Re: [RFC PATCH 0/6] Add support for shared PTEs across processes

Mike Rapoport <rppt@xxxxxxxxxx> · Sat, 22 Jan 2022 13:31:38 +0200

(added linux-api)

On Tue, Jan 18, 2022 at 02:19:12PM -0700, Khalid Aziz wrote:
> Page tables in kernel consume some of the memory and as long as
> number of mappings being maintained is small enough, this space
> consumed by page tables is not objectionable. When very few memory
> pages are shared between processes, the number of page table entries
> (PTEs) to maintain is mostly constrained by the number of pages of
> memory on the system. As the number of shared pages and the number
> of times pages are shared goes up, amount of memory consumed by page
> tables starts to become significant.
> 
> Some of the field deployments commonly see memory pages shared
> across 1000s of processes. On x86_64, each page requires a PTE that
> is only 8 bytes long which is very small compared to the 4K page
> size. When 2000 processes map the same page in their address space,
> each one of them requires 8 bytes for its PTE and together that adds
> up to 8K of memory just to hold the PTEs for one 4K page. On a
> database server with 300GB SGA, a system carsh was seen with
> out-of-memory condition when 1500+ clients tried to share this SGA
> even though the system had 512GB of memory. On this server, in the
> worst case scenario of all 1500 processes mapping every page from
> SGA would have required 878GB+ for just the PTEs. If these PTEs
> could be shared, amount of memory saved is very significant.
> 
> This is a proposal to implement a mechanism in kernel to allow
> userspace processes to opt into sharing PTEs. The proposal is to add
> a new system call - mshare(), which can be used by a process to
> create a region (we will call it mshare'd region) which can be used
> by other processes to map same pages using shared PTEs. Other
> process(es), assuming they have the right permissions, can then make
> the mashare() system call to map the shared pages into their address
> space using the shared PTEs.  When a process is done using this
> mshare'd region, it makes a mshare_unlink() system call to end its
> access. When the last process accessing mshare'd region calls
> mshare_unlink(), the mshare'd region is torn down and memory used by
> it is freed.
> 
> 
> API Proposal
> ============
> 
> The mshare API consists of two system calls - mshare() and mshare_unlink()
> 
> --
> int mshare(char *name, void *addr, size_t length, int oflags, mode_t mode)
> 
> mshare() creates and opens a new, or opens an existing mshare'd
> region that will be shared at PTE level. "name" refers to shared object
> name that exists under /sys/fs/mshare. "addr" is the starting address
> of this shared memory area and length is the size of this area.
> oflags can be one of:
> 
> - O_RDONLY opens shared memory area for read only access by everyone
> - O_RDWR opens shared memory area for read and write access
> - O_CREAT creates the named shared memory area if it does not exist
> - O_EXCL If O_CREAT was also specified, and a shared memory area
>   exists with that name, return an error.
> 
> mode represents the creation mode for the shared object under
> /sys/fs/mshare.
> 
> mshare() returns an error code if it fails, otherwise it returns 0.
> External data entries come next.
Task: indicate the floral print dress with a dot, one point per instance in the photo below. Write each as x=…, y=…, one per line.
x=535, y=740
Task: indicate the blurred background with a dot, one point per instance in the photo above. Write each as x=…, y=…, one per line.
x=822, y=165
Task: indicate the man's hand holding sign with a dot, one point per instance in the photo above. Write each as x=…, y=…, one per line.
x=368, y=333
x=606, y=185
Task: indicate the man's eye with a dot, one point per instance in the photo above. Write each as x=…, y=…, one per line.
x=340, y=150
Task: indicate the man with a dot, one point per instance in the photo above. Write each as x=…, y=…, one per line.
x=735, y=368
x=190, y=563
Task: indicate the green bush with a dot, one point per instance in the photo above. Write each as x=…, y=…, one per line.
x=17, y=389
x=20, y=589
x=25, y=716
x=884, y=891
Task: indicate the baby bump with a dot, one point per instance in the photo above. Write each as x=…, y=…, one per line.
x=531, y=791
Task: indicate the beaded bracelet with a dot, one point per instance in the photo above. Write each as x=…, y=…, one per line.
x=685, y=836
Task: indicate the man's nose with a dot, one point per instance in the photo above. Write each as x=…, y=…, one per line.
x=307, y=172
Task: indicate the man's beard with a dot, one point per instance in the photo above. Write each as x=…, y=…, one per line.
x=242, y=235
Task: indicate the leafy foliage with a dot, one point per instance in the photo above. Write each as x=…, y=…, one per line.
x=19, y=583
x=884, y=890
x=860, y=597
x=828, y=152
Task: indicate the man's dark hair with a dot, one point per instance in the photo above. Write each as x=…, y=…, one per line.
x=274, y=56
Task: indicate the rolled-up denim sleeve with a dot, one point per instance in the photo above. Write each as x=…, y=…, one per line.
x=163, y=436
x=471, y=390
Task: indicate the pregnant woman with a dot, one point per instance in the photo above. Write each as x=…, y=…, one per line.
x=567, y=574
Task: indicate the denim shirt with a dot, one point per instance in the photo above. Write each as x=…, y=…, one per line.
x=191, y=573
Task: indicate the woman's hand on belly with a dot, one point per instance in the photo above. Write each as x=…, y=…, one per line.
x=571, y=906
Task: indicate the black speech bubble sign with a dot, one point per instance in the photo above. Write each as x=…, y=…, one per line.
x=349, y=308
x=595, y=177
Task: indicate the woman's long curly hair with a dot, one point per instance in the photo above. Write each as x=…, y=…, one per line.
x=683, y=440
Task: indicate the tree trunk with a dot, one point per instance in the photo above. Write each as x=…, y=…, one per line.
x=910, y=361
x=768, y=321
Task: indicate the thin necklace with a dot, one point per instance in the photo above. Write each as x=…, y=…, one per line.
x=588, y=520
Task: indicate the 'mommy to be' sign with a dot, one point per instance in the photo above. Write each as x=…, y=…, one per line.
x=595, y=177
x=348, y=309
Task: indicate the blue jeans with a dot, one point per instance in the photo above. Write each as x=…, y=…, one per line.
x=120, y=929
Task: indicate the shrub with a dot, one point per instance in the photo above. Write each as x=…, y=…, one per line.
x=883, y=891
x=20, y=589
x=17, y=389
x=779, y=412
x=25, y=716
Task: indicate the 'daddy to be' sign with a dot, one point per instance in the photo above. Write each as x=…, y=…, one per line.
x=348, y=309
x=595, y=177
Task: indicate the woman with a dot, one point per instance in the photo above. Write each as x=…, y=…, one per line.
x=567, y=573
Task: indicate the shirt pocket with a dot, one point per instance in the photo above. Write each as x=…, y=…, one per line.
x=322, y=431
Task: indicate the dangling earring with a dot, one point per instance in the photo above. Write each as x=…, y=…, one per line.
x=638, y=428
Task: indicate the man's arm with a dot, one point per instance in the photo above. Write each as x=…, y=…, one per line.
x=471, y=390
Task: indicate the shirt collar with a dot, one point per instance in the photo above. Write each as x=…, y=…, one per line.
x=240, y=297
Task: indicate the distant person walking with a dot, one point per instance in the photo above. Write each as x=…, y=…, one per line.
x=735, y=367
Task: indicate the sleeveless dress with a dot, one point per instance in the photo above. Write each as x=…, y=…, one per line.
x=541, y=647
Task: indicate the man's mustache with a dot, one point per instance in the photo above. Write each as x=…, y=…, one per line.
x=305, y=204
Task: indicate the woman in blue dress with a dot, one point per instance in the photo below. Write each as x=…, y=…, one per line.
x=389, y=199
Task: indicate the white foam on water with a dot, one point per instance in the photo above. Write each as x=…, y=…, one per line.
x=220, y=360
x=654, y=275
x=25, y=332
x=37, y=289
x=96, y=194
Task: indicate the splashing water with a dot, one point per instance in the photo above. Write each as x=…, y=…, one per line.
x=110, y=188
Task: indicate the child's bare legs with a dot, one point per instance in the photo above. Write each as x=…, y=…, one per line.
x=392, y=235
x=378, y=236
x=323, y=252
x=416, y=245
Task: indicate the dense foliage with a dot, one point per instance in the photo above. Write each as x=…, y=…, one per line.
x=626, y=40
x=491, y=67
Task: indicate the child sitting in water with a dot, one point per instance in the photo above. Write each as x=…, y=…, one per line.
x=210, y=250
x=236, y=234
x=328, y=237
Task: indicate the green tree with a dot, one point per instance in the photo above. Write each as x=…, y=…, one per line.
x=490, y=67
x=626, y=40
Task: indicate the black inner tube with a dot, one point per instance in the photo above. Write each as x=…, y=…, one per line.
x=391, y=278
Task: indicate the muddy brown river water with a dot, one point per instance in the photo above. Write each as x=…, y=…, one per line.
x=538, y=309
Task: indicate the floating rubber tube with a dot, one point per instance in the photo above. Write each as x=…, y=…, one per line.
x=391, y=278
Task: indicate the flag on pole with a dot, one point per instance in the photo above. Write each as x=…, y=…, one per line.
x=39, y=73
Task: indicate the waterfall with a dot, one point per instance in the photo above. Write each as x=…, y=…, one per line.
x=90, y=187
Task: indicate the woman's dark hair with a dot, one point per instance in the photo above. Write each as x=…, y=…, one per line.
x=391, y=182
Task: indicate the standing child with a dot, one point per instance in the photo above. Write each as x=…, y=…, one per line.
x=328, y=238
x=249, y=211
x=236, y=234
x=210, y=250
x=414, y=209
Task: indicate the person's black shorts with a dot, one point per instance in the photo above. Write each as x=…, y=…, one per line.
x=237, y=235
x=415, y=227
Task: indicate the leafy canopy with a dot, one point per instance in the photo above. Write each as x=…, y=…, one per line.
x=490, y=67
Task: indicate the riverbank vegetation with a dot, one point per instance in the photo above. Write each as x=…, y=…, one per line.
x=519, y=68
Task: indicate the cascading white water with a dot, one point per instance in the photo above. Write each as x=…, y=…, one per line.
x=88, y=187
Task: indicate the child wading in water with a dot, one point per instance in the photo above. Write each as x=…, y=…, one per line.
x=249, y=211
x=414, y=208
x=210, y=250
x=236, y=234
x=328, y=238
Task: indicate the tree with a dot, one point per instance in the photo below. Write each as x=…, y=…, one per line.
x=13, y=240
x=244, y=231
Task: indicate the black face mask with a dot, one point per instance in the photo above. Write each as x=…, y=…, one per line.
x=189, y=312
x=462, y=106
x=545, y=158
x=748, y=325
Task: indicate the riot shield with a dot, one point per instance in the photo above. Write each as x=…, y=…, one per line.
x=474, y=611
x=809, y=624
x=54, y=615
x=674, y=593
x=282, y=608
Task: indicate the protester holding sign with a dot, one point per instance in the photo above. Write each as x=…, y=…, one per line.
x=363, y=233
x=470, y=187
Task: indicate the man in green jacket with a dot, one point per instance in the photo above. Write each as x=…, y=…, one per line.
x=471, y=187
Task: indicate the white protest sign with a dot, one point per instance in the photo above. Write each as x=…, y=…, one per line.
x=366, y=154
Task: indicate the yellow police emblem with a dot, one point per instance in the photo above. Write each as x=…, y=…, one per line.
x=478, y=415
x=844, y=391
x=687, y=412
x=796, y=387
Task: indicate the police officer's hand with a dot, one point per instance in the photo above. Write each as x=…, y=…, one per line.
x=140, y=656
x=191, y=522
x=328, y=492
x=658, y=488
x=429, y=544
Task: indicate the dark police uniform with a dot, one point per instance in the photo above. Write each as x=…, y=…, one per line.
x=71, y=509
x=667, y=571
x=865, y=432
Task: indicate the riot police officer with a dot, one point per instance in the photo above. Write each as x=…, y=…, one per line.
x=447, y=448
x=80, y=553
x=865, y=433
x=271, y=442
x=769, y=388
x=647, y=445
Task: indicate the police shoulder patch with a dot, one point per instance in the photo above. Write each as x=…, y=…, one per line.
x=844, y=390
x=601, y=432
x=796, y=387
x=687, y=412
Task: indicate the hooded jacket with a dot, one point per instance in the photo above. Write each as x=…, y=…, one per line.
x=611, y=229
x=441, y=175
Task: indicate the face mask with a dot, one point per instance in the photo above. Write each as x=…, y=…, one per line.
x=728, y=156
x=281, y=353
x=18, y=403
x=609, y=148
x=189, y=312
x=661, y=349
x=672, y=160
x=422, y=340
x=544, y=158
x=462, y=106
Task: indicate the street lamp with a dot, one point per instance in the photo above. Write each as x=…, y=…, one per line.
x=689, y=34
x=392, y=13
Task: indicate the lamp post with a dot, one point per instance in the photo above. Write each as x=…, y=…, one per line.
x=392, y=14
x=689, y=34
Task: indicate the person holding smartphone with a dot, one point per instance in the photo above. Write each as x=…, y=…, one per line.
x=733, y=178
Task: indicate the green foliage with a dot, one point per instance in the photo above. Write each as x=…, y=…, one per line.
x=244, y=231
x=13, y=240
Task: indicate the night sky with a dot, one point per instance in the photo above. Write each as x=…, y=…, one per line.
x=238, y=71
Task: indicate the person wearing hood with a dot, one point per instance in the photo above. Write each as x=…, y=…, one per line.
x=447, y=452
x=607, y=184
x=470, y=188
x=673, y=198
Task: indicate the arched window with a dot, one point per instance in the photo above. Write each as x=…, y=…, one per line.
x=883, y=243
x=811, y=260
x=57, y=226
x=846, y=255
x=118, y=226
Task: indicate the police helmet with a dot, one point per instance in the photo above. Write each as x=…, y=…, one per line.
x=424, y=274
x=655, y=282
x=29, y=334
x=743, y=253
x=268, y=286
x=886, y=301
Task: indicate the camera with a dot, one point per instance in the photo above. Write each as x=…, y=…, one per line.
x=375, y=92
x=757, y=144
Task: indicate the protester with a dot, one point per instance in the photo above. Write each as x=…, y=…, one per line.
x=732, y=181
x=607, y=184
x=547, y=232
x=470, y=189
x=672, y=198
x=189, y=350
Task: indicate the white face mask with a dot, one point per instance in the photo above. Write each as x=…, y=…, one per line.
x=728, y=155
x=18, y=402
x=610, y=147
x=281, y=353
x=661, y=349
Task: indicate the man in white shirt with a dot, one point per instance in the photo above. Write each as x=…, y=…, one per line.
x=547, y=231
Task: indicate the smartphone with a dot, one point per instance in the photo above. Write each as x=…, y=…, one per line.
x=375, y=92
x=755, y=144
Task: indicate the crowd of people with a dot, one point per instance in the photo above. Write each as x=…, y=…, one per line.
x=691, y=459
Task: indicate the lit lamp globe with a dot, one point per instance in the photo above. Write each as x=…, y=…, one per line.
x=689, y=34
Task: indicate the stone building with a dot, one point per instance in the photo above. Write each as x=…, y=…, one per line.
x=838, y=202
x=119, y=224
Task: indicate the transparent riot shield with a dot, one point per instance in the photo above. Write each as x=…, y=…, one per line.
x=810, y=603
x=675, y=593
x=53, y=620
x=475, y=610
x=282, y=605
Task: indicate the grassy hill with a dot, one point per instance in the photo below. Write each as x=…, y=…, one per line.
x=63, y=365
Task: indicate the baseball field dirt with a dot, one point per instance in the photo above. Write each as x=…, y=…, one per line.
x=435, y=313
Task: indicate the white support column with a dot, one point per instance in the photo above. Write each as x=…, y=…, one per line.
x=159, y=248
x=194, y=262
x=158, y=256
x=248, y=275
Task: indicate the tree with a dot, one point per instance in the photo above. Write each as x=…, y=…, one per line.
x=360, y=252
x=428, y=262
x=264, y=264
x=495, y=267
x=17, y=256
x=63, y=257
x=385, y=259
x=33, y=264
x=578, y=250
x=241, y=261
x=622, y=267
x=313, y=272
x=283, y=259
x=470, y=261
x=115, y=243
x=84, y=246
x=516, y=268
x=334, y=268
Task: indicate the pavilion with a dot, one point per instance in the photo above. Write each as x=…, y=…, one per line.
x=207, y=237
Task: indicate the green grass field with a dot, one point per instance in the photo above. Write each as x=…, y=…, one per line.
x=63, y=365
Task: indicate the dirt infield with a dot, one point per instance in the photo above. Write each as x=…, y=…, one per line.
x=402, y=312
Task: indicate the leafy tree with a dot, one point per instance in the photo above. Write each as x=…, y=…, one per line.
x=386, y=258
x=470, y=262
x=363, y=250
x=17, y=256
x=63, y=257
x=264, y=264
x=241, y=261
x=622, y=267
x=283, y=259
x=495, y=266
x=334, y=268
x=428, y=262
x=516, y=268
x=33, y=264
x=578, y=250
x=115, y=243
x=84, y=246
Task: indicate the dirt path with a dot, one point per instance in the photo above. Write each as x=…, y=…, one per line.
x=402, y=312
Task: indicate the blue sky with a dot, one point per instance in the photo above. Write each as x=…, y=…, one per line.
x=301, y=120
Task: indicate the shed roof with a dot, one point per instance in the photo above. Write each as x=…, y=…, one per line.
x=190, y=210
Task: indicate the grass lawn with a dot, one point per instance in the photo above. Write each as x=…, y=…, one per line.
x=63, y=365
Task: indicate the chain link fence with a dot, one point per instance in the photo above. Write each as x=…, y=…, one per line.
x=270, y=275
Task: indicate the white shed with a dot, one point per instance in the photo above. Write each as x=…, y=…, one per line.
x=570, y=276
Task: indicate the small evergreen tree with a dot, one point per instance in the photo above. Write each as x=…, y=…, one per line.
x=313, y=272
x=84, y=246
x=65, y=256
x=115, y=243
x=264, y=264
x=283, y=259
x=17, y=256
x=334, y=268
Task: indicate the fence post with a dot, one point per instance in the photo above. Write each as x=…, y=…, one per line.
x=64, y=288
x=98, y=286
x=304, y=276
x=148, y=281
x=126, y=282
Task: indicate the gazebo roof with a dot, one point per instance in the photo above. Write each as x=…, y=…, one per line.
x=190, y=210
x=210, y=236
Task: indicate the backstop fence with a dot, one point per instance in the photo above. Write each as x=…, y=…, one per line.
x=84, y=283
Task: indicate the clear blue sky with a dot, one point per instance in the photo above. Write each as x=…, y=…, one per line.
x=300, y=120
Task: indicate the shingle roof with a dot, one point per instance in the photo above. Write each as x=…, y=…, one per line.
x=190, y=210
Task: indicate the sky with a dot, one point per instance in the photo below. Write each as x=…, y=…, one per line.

Did you consider returning a file descriptor from mshare() system call?
Then there would be no need in mshare_unlink() as close(fd) would work.

> PTEs are shared at pgdir level and hence it imposes following
> requirements on the address and size given to the mshare():
> 
> - Starting address must be aligned to pgdir size (512GB on x86_64)
> - Size must be a multiple of pgdir size
> - Any mappings created in this address range at any time become
>   shared automatically
> - Shared address range can have unmapped addresses in it. Any access
>   to unmapped address will result in SIGBUS
> 
> Mappings within this address range behave as if they were shared
> between threads, so a write to a MAP_PRIVATE mapping will create a
> page which is shared between all the sharers. The first process that
> declares an address range mshare'd can continue to map objects in
> the shared area. All other processes that want mshare'd access to
> this memory area can do so by calling mshare(). After this call, the
> address range given by mshare becomes a shared range in its address
> space. Anonymous mappings will be shared and not COWed.
> 
> A file under /sys/fs/mshare can be opened and read from. A read from
> this file returns two long values - (1) starting address, and (2)
> size of the mshare'd region.

Maybe read should return a structure containing some data identifier and
the data itself, so that it could be extended in the future.

> --
> int mshare_unlink(char *name)
> 
> A shared address range created by mshare() can be destroyed using
> mshare_unlink() which removes the  shared named object. Once all
> processes have unmapped the shared object, the shared address range
> references are de-allocated and destroyed.
> 
> mshare_unlink() returns 0 on success or -1 on error.

-- 
Sincerely yours,
Mike.